Pixel <[EMAIL PROTECTED]> writes:
> what about running the garbage collector for such errors, just in
> case it can help? all resources that can be freed by the garbage
> collector should trigger a GC when that resource is low, uh? (maybe
> that's what ghc-5.02 is doing since i've not been able to reproduce
> the pb after increasing the heap)
This is exactly what Hugs does with file handles.

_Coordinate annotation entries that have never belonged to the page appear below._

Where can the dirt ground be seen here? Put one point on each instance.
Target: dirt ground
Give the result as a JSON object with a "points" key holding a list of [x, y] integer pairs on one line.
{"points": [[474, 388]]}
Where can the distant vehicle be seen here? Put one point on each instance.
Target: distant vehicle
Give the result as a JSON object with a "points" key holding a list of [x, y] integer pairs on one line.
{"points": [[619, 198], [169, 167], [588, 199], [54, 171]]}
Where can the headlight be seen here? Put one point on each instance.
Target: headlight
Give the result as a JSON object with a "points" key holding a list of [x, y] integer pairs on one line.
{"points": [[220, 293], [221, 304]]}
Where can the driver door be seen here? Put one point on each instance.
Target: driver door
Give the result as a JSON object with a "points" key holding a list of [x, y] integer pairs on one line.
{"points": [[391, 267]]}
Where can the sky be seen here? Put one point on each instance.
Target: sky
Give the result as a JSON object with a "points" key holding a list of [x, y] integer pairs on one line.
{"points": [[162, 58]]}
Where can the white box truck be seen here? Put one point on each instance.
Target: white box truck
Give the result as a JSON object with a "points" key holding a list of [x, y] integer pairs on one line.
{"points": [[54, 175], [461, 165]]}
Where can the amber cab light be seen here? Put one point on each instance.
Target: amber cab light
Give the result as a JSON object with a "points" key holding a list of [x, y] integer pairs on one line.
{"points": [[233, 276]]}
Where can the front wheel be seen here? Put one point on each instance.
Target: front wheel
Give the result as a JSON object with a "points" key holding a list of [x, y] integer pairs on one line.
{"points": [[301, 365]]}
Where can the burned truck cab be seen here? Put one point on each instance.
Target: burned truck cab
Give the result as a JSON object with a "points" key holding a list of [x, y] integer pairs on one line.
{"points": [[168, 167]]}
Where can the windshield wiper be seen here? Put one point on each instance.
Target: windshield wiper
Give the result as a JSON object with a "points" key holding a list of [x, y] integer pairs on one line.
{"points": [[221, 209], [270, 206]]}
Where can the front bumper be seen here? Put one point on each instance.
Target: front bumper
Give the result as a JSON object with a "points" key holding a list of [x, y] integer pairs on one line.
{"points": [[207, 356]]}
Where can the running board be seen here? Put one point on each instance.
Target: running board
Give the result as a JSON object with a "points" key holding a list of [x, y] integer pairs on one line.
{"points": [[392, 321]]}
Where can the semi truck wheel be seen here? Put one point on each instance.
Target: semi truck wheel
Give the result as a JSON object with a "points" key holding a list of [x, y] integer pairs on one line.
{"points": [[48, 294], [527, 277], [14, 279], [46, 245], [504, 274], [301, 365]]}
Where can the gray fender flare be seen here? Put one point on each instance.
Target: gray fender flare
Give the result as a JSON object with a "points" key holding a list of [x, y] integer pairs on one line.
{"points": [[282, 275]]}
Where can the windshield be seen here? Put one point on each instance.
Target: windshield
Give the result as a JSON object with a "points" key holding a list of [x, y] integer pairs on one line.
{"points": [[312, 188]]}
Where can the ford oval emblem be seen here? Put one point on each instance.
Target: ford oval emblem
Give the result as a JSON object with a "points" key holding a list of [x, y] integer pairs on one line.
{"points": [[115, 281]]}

It's also what we did in FVision (a visual tracking system) for image
handles. Each handle pointed to a large (perhaps 2Mb) image. If you
didn't release the handles very promptly, you ran out of physical
memory or even virtual memory. This didn't do a lot for the desired
real-time behaviour of the system so we explicitly kept track of the
number of outstanding objects and triggered a GC whenever the number
exceeded some threshold.
Simply relying on performing regular GCs is inadequate because _the
amount of work you've done in Haskell has little or nothing to do with
the amount of resources you've allocated outside of Haskell_.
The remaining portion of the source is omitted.